NEWS ANALYSIS — It should not take seven months to hire a new town manager for a municipality of 4,000 people.
Overall, the Indian River Shores Town Council does the taxpayers proud when it comes to taking care of business. The executive and financial knowledge and experience stored in the five members of the Shores Town Council is probably tops in Florida.
But they may have missed a great opportunity when they rejected an innovative proposal by Vice Mayor Bob Auwaerter last week to get the most out of the existing town staff instead of bringing in someone town leaders were admittedly not thrilled over.
Town Manager Robbie Stabe, who served for 22 years as a decorated, triple-trained public safety officer, and then briefly as chief before being promoted to town manager in 2013, gave his notice on May 17 due to health concerns related to job stress.
Since then, however, several of the major projects Stabe had been immersed in have been mostly or completely resolved, which would lessen the strain on his health if he stayed.
Since the town has not found the “perfect” candidate to replace Stabe – either on its own or via headhunters The Mercer Group – Stabe told his bosses he’d be willing, even eager, to stay up to five more years in the job.
Auwaerter, a respected problem-solver, thinks Stabe should stay on.
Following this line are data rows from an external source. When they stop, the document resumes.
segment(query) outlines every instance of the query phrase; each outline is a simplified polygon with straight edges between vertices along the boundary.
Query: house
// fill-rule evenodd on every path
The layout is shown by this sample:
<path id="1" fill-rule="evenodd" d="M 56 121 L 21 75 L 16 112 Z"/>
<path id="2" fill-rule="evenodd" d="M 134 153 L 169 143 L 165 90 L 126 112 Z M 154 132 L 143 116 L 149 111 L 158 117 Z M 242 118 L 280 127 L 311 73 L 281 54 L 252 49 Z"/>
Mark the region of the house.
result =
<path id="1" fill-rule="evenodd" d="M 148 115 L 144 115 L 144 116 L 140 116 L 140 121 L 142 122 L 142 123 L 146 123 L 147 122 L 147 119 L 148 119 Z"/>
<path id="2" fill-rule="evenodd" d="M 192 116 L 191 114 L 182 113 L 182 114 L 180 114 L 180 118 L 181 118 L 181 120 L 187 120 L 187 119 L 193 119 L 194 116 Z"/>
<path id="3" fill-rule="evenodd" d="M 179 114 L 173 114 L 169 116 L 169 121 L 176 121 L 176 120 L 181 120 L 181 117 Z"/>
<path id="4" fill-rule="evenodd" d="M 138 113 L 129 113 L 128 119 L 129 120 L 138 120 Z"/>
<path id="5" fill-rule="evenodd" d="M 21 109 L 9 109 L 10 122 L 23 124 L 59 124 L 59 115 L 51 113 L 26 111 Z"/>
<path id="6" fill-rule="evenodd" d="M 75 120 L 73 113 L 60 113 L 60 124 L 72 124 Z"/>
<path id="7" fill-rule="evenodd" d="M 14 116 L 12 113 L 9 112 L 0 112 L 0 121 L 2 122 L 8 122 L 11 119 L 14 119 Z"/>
Auwaerter praised Stabe for his ability to multitask and for his people skills.
But to take some of the pressure off Stabe in the areas that are not his strengths – strategic planning and fiscal management – the vice mayor proposed promoting Town Treasurer Heather Christmas to Assistant Town Manager.
Since her duties ebb and flow with budget and audit seasons, and since Christmas is deeply involved in the town’s employee benefits and pension planning, the co-management proposal could create a synergy, while preserving the valuable local knowledge Stabe has of the town.
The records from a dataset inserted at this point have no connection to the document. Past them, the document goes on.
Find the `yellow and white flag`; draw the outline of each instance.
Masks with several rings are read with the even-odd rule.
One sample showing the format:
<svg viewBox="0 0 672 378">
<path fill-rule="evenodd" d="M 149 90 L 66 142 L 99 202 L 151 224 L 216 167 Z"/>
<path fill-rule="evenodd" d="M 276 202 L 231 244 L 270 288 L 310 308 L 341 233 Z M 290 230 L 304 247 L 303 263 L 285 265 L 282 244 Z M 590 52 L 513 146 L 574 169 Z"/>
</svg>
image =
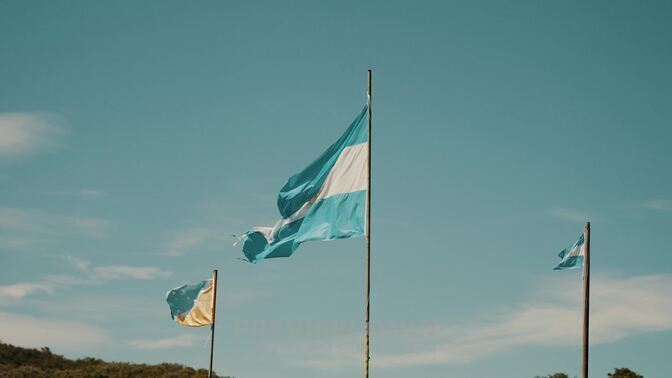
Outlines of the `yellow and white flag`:
<svg viewBox="0 0 672 378">
<path fill-rule="evenodd" d="M 187 327 L 212 324 L 214 291 L 212 279 L 195 285 L 185 284 L 170 290 L 166 294 L 170 316 Z"/>
</svg>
Stabe and Christmas already collaborate successfully, and the council praised Christmas for her skill set, her responsiveness, her accountability and financial reporting.
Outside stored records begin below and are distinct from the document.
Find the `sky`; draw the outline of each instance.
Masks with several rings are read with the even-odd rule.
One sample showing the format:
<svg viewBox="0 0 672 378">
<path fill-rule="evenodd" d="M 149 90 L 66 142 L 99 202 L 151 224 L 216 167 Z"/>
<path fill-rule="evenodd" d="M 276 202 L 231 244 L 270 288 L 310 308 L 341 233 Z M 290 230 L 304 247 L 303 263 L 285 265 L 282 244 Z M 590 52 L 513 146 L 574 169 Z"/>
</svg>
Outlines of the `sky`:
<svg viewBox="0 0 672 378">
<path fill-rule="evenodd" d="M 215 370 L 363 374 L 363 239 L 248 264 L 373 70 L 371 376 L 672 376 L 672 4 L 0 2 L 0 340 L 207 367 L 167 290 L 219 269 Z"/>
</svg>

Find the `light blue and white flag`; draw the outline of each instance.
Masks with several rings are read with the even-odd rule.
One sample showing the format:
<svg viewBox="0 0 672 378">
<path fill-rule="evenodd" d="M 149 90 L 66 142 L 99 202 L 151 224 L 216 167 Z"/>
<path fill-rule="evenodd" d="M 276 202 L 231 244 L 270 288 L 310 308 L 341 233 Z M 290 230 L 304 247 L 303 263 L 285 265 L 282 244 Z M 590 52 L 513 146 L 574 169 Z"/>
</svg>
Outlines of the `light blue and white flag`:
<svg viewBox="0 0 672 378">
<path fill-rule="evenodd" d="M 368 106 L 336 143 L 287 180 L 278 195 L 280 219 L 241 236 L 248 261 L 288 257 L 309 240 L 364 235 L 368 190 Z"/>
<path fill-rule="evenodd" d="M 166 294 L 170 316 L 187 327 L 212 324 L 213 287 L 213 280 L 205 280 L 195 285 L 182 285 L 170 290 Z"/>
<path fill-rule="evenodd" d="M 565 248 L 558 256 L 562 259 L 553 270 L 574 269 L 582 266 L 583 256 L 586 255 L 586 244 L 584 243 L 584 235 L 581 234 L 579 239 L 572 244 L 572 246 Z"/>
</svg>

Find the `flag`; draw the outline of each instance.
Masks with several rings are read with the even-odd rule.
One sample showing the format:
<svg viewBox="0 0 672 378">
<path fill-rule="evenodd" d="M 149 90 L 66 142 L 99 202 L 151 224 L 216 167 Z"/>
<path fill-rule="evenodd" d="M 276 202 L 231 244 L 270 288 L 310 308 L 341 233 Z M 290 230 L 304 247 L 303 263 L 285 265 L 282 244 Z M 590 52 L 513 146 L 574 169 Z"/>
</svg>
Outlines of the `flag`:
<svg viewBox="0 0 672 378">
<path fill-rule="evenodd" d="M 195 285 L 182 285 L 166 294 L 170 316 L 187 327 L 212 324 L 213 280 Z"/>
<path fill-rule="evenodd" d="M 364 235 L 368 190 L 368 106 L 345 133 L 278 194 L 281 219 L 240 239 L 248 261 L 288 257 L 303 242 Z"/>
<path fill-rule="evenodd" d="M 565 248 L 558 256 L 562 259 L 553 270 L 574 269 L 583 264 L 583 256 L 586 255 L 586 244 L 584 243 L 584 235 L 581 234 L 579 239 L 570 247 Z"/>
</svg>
Unfortunately, Auwaerter could not get three votes for his solution.
Meeting minutes distributed on Friday reveal zero consensus on any of the three town manager candidates the Shores brought in for face-to-face interviews with all five council members. And those three were the cream that rose to the top of nearly 40 applicants after a nationwide search that took three months.
One major sticking point to keeping Stabe on has to do with looming labor negotiations between the town and its public safety workers union. Those talks have been contentious in the past, and promise to be equally difficult in 2019.
The Shores’ council hired a labor attorney to do its bidding, but due to delays in the start of contract negotiations, the attorney hasn’t had time to hammer out a deal yet with the union.
A similar arrangement has worked well for the City of Vero Beach.
As it stands with the town manager question, the Town Council has authorized The Mercer Group to go back to the drawing board in January, looking again at the dozens of applicants the town weeded through this summer and reconsidering some of those who were interviewed and rejected by Mercer’s principal W.D. Higginbotham.
Instead of taking this route and dragging out the search, the council could entertain Auwaerter’s pragmatic proposal once again, and possibly get more traction.